Pakistan's Mubarak Moment

Raymond Davis

Shahid Javed Burki, the former finance minister of Pakistan, says publicly what everyone is saying privately; Pakistan hangs by a thread.  Burki, now the chairman of the Institute of Public Policy in Lahore, doesn’t mince words:

Pakistan’s domestic situation is becoming increasingly precarious. Indeed, serious questions are now being raised as to whether the country can survive in its present form.

Such questions stem from a growing fear that Islamist groups might once again make a serious bid to capture the levers of power in the country. If that is not possible because of the presence of a large and disciplined military, the Islamists might attempt to carve out some space for themselves in which to establish a separate system of governance more fully aligned with what they view as the principles of Islam.

Islamist groups’ previous attempt to create such a space was successfully countered by the military in 2009, when it drove insurgent forces from the sensitive district of Swat and the tribal agency of South Waziristan.

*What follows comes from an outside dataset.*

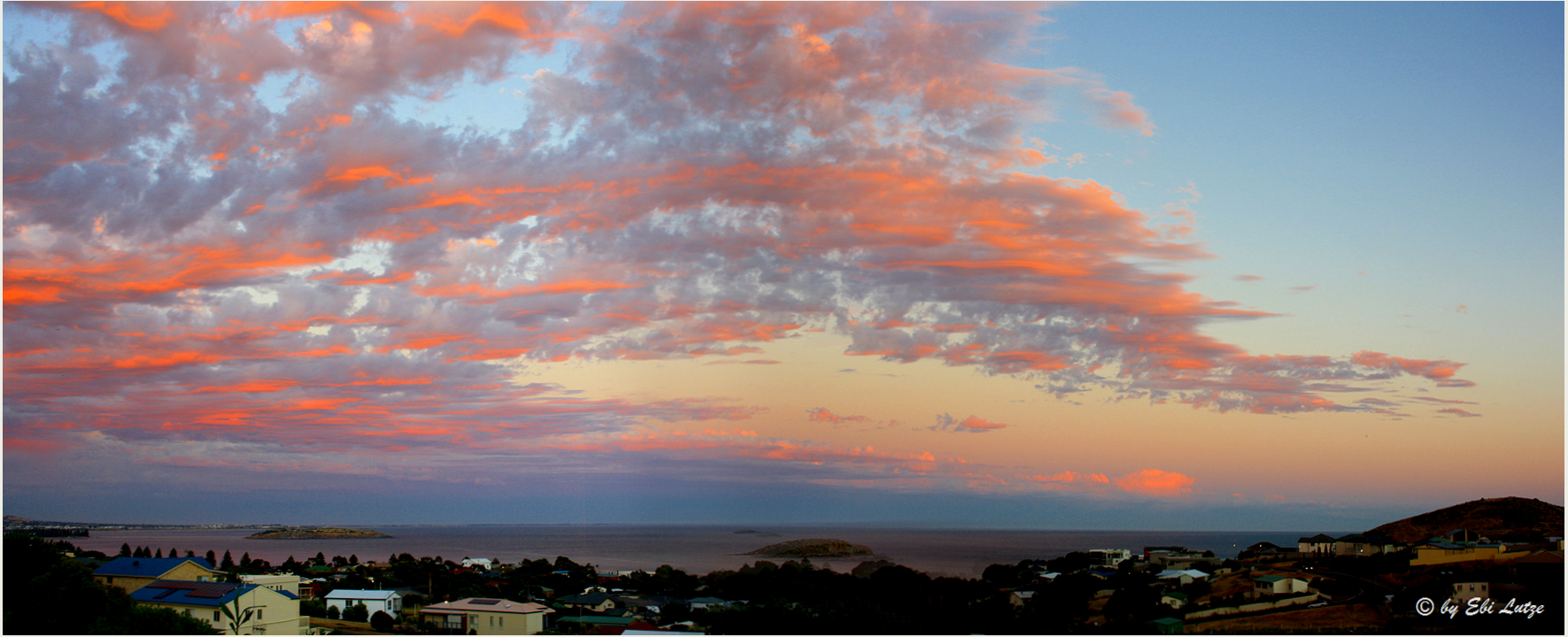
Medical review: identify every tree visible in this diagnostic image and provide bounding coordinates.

Today, however, Pakistan’s military may not be prepared to act with the force and conviction it showed last time. Its resolve to counter the Islamists’ growing influence has been weakened by two unfortunate events: the recent assassination of Salman Tasser, the governor of Punjab, Pakistan’s most populous province, and the deaths last month of two young men allegedly at the hands of an American official named Raymond Davis.